Monday 16 July 2007

RUGBY: Only winner was New Zealand

Monday 16 July 2007

There should never be any honour in losing a test to New Zealand by 27 points, writes Keo in the Sunday edition of the Weekend Argus.

New Zealand have problems, but even with all their problems they won by 27 points in a test against the Springboks. So let’s not get too carried away with talk of bravery, courage and defensive heroics. The Boks still got a hiding in being beaten 33-6.

The scorline is flattering, but whether you get your points in the first 10 minutes or the last 10 minutes the game is played over 80 minutes. It would be too simplistic to suggest the Boks lack fitness and that is the reason they have not been competitive against the All Blacks in the final quarter. A more accurate assessment is that if you tackle more than you are tackled for the first 70 minutes and if you play with 14 men and not 15 for 10 of those minutes you are going to be the more fatigued side in the last 10 minutes.

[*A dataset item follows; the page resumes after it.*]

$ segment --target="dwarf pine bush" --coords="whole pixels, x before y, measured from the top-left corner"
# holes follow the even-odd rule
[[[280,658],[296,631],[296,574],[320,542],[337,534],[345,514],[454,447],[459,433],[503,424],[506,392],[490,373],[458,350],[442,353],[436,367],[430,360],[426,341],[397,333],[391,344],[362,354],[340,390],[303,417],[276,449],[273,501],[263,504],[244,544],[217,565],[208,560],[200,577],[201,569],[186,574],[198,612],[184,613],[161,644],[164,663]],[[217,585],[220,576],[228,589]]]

In Durban Pedrie Wannenburg’s sin-binning influenced the outcome and in Christchurch the same player’s departure for 10 minutes expedited the inevitable conclusion, with New Zealand again beneficiaries of a superior class of player warming the bench.

Brendon Leonard, replacing Piri Weepu at scrumhalf in the 50th minute, provided the urgency in New Zealand’s attack. For South Africa there was no such luxury, although the Boks would have at least given themselves an attacking opportunity if they had started with Peter Grant at flyhalf.

Instead Derick Hougaard got one more match to play himself out of the World Cup 30 and he surely must have succeeded. The first time he tried to attack from 30 metres out he got turned over and the Boks found themselves 30 metres out from their own tryline.

The Boks showed willingness to run the ball, but they did not have the backs to execute this intention. Their good intentions were not packaged with conviction. The All Blacks had the players to score tries but not the game plan. Too often the ball was moved laterally and the skip and long passes gave the Boks a crucial additional second to get back and scramble on defence.

The one on one tackling of the Boks was not as good as their scrambling, while New Zealand’s finishing was as ordinary as in the Melbourne test defeat against Australia. The same players made the same mistakes in throwing poor 50-50 passes and taking the wrong options.

New Zealand’s passing was sloppy and their finishing was not clinical. For that reason alone the differential was closer to 30 and not 50.

The Boks were tough in defence, but also cynical in trying to stop New Zealand from playing. With the quality of team in Christchurch that is all they could be. This test has no relevance to the Boks prospects of beating New Zealand should the two teams meet at the World Cup.

Only three of the battered Christchurch bodies will be in the Boks World Cup match 22 against England, with none of Gary Botha, Johann Muller and CJ van der Linde in the starting XV.

New Zealand’s starting XV, in four years, remains a debate and All Blacks coach Graham Henry is expected to make another seven changes for next weekend’s Bledisloe Cup and Tri Nations final against the Wallabies.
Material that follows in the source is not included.